L’éleveur avec sol dispose de foncier agricole et d’installations lui permettant d’assurer directement l’élevage : gestion des poulinières, suivi sanitaire, alimentation et valorisation des chevaux. Ce niveau d’implication conduit généralement à la reconnaissance du caractère professionnel de l’activité. Les revenus relèvent alors des bénéfices agricoles (BA) et l’éleveur est rattaché à la MSA, sous réserve du respect des critères de surface.
L’éleveur sans sol, quant à lui, confie ses poulinières à un haras ou à un tiers. Plusieurs situations sont alors possibles. Lorsqu’il n’intervient pas dans la gestion des chevaux, il est considéré comme particulier. L’activité n’est pas fiscalisée, les pensions ne sont pas déductibles, et les primes éleveur ainsi que les gains de courses sont exonérés. En cas de vente d’un cheval, le régime des plus-values BNC s’applique.
Dès lors que l’éleveur sans sol intervient dans les choix techniques ou dans la gestion de l’élevage, l’activité devient fiscalisée et relève des bénéfices non commerciaux (BNC). Selon que cette intervention est considérée comme professionnelle ou non, les conséquences diffèrent : possibilité ou non d’imputer les déficits sur le revenu global, assujettissement aux charges sociales et modalités d’imposition des plus-values, pouvant ouvrir droit à une exonération sous certaines conditions.

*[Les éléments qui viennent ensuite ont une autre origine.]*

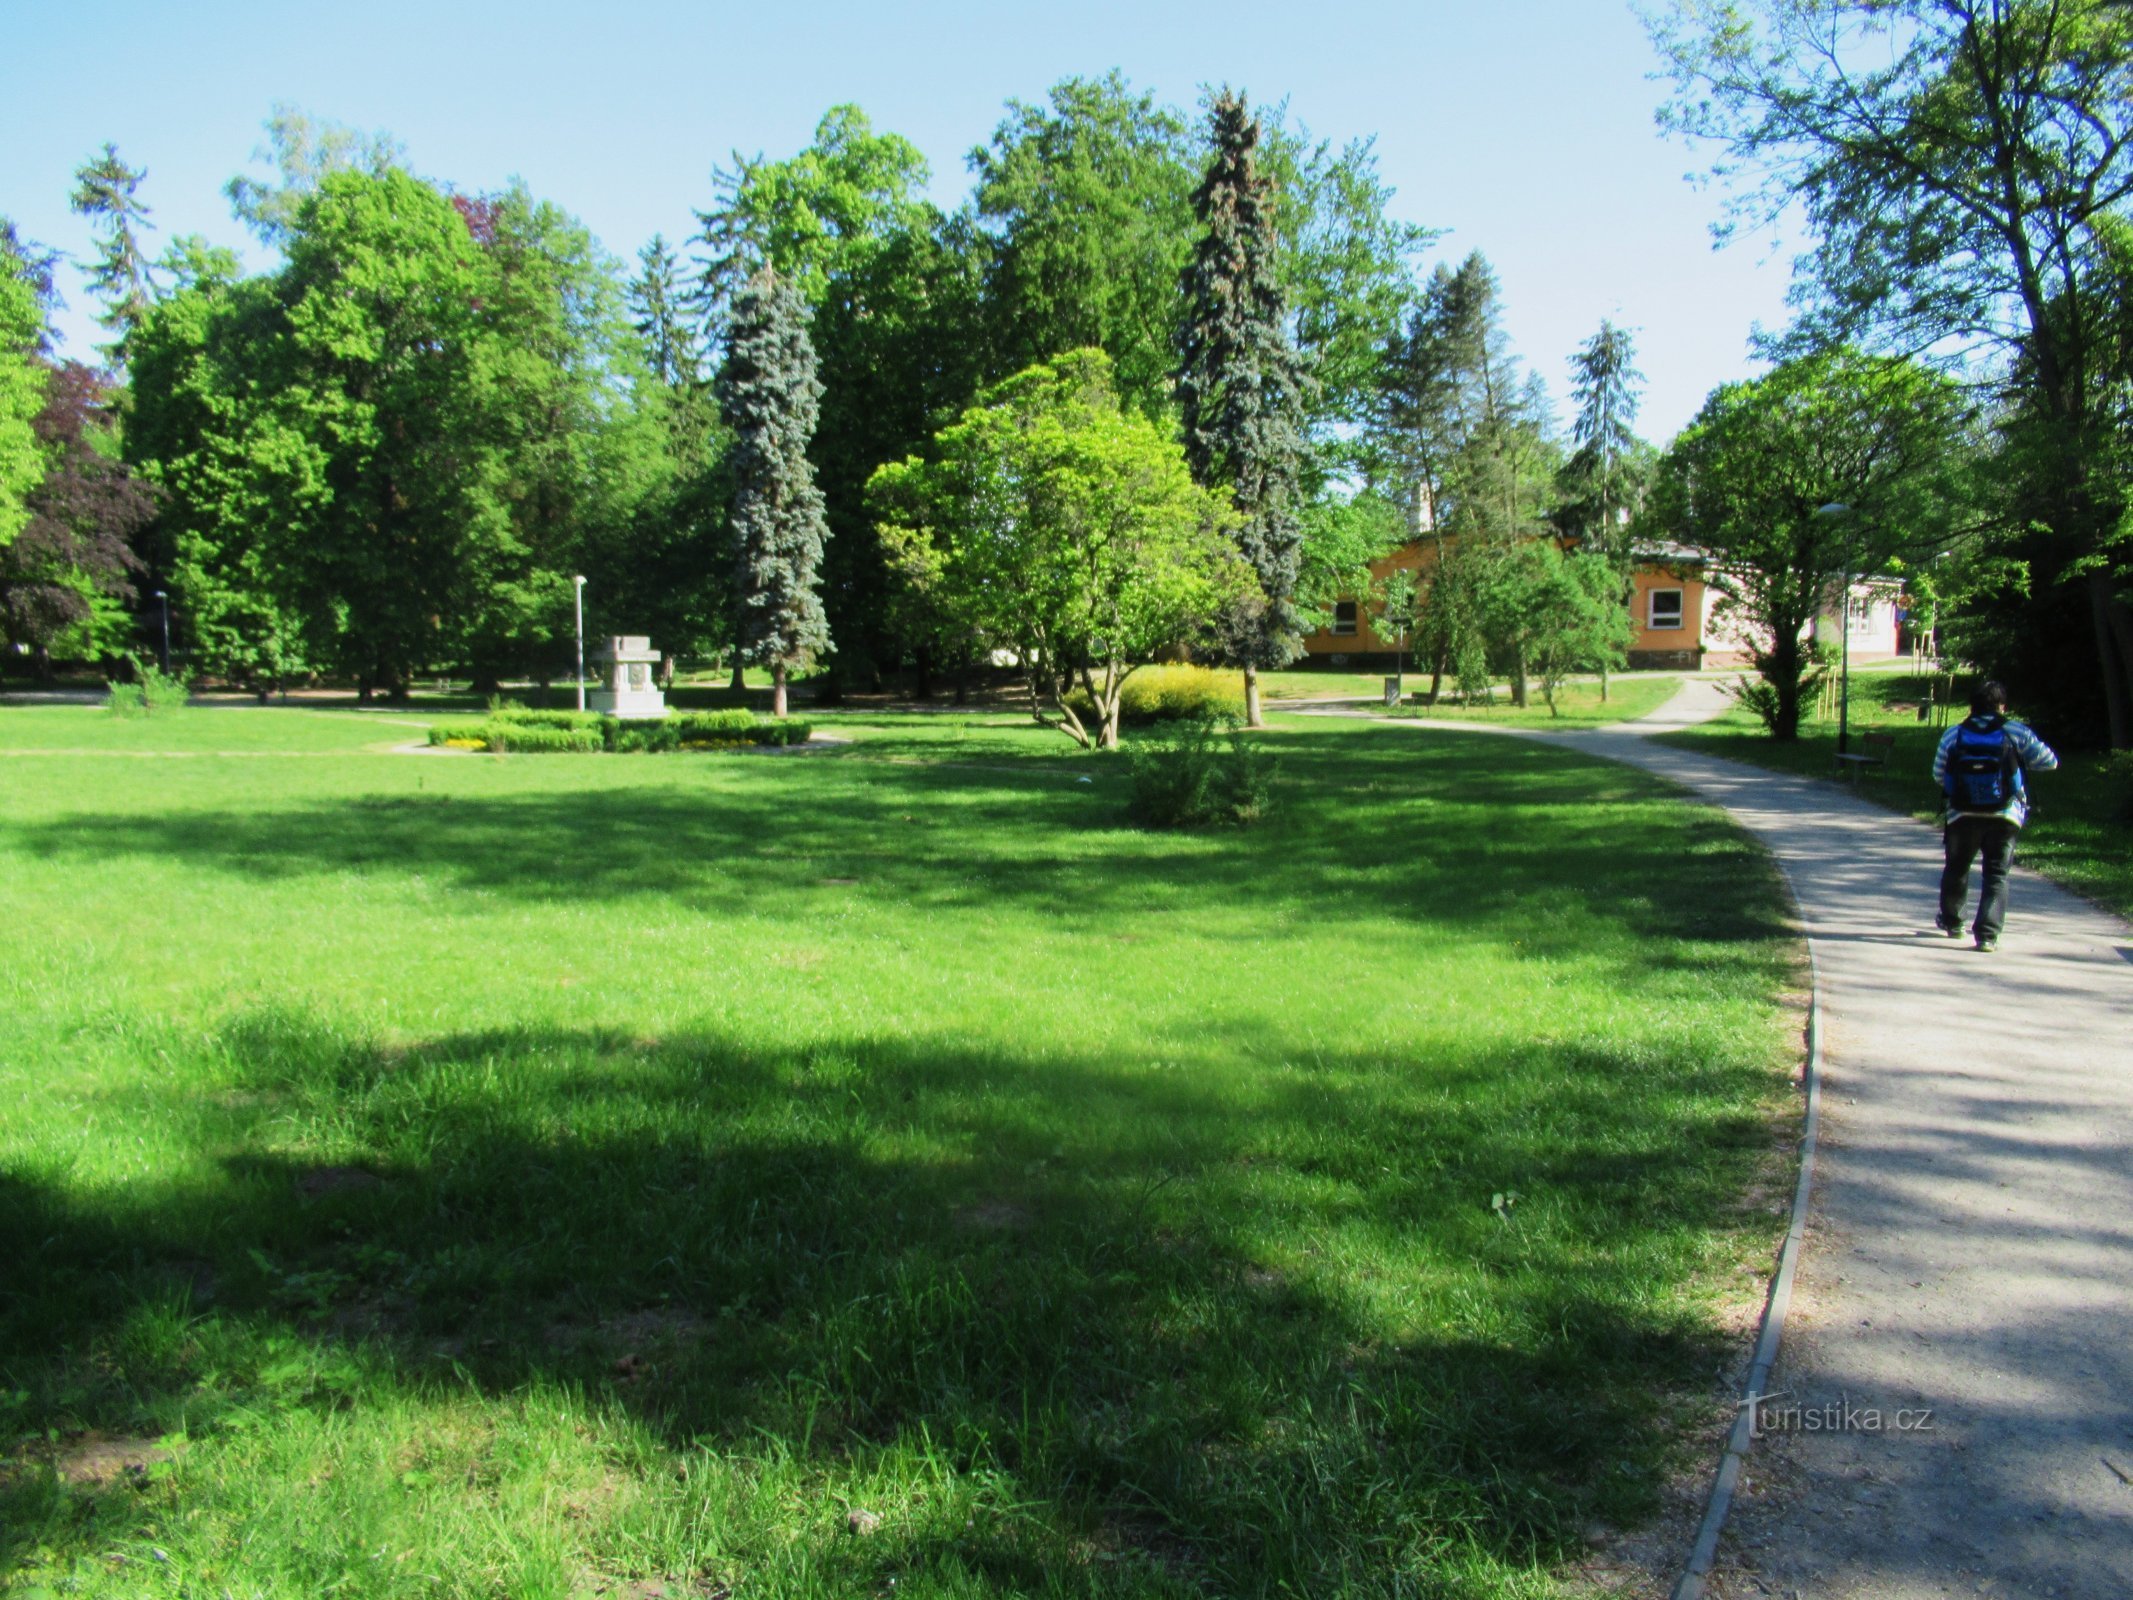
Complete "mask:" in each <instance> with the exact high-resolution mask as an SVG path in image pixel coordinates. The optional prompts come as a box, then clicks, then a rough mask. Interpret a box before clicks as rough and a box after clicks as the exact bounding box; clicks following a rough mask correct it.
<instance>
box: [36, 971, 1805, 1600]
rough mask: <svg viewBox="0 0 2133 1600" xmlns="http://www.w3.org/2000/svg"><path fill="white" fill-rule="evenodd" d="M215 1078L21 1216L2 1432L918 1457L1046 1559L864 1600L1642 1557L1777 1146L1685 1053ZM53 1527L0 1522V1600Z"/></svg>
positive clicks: (539, 1031) (335, 1049)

Dans tous les cas, y compris pour les éleveurs non intervenants, un assujettissement à la TVA agricole est possible, sur option ou en cas de dépassement du seuil de chiffre d’affaires de 46 000 €.
Choisir le bon statut n’est donc pas anodin. Il impacte durablement la rentabilité et la protection sociale de l’éleveur. Un accompagnement personnalisé permet d’adapter la structure juridique et fiscale à la réalité du projet, tout en sécurisant chaque étape du développement de l’activité.